I let the cat out of the bag, and Noboru Wataya emerged from under the human skin rug, "Where's the hostility and chaos?"
Mr. Gallows leaped from his chair,"Oh right, so you've come here for a show, have you? You reckon me for a circus freak, ready to do your tricks at will, huh? Is that what it is." A flicker of red glowed in his eyes.
"Um, n-no! That's n-not what I meant..." I said.
"Oh, OK," he returned to his seat. It continued like this for hours. He showed me pictures, we played board games, we pinned the tail on the donkey.

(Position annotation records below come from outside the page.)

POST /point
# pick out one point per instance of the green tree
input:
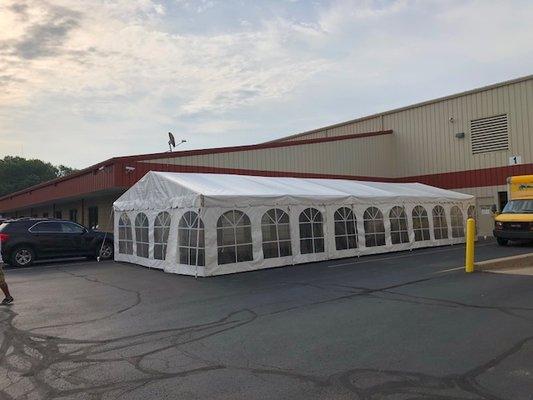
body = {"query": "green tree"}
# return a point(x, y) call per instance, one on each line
point(17, 173)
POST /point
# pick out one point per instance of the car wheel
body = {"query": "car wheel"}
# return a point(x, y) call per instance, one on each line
point(502, 241)
point(105, 251)
point(22, 256)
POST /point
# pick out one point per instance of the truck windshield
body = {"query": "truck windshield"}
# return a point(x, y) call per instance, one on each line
point(518, 207)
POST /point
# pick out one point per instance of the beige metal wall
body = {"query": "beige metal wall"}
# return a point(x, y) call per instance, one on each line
point(368, 156)
point(424, 137)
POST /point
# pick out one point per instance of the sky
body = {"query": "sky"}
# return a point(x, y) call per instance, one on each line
point(86, 80)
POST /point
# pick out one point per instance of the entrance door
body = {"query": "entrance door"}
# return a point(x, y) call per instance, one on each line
point(502, 200)
point(485, 219)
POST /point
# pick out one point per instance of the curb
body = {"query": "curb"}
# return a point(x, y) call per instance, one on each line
point(519, 261)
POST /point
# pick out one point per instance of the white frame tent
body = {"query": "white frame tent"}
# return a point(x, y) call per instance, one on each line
point(251, 222)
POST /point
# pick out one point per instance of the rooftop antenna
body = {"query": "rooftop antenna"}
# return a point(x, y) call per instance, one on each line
point(172, 141)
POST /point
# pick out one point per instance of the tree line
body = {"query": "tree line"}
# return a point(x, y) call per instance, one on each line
point(17, 173)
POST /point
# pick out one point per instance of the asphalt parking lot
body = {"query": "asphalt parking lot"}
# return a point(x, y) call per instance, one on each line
point(395, 326)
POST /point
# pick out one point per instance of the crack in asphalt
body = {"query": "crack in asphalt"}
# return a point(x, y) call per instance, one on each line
point(52, 367)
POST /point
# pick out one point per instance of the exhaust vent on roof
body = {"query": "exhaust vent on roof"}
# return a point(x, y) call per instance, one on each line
point(489, 134)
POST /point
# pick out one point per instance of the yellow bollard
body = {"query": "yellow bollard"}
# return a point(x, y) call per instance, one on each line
point(470, 235)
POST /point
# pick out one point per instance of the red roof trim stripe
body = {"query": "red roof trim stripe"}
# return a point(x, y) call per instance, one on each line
point(216, 150)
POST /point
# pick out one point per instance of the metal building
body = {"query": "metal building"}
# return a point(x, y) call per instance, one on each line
point(469, 142)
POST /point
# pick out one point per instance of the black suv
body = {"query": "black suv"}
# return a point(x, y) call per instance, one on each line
point(24, 240)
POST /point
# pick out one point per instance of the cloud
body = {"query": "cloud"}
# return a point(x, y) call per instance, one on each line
point(113, 76)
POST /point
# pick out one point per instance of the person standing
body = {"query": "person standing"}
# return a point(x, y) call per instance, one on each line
point(3, 285)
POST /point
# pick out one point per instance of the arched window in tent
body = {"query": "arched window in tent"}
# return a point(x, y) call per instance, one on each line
point(141, 235)
point(311, 231)
point(234, 237)
point(398, 223)
point(276, 234)
point(345, 229)
point(456, 218)
point(161, 232)
point(374, 227)
point(125, 235)
point(191, 239)
point(440, 226)
point(471, 212)
point(420, 224)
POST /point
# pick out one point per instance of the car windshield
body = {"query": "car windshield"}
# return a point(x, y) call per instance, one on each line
point(519, 207)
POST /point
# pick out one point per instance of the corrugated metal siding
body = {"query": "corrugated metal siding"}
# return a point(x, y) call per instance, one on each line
point(89, 182)
point(426, 138)
point(372, 156)
point(370, 125)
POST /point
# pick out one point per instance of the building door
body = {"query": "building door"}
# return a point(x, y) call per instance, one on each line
point(485, 219)
point(502, 200)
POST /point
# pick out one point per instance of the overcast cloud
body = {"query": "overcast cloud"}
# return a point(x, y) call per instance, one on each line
point(84, 81)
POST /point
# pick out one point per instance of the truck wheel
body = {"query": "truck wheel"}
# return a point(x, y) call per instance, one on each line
point(22, 256)
point(105, 251)
point(502, 241)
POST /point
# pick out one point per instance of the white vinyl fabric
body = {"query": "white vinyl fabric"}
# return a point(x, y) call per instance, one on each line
point(212, 224)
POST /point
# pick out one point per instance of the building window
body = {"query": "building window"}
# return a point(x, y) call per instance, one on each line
point(73, 215)
point(276, 234)
point(141, 235)
point(471, 212)
point(161, 232)
point(311, 231)
point(345, 229)
point(234, 238)
point(440, 226)
point(374, 227)
point(398, 223)
point(93, 217)
point(420, 224)
point(489, 134)
point(191, 237)
point(125, 235)
point(456, 218)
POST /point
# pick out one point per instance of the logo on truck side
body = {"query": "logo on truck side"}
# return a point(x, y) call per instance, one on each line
point(525, 186)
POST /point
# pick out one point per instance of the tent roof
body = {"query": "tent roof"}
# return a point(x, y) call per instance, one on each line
point(163, 190)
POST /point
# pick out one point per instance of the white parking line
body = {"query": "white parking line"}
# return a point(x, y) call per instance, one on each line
point(412, 254)
point(69, 264)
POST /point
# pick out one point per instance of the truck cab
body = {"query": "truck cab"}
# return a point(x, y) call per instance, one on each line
point(515, 222)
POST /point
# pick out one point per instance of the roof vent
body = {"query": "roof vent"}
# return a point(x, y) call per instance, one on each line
point(489, 134)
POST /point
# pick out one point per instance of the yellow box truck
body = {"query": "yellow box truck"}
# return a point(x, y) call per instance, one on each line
point(515, 222)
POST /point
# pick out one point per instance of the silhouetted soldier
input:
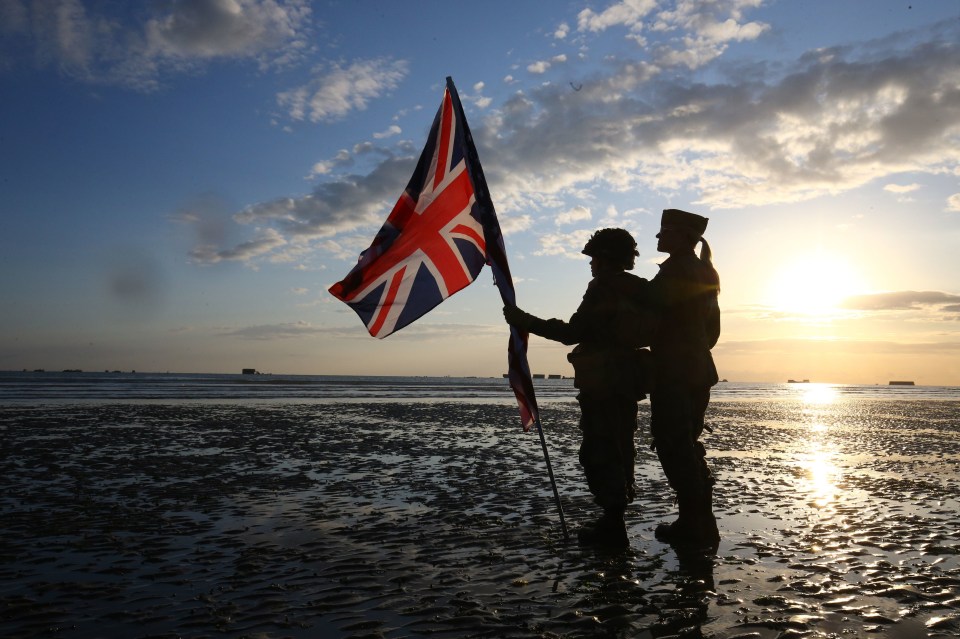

I tried to find a way out of this mess. I said, "Well would you look at the time? I've got to get going."
Todd had no objections. He showed me to the door, and he said, "I hope we can do this again next year." He snickered, disappearing with his grin like the Cheshire cat. Something about that rubbed me the wrong way. I figured out exactly what it was halfway down the hill, rolling to my booby trap plagued death.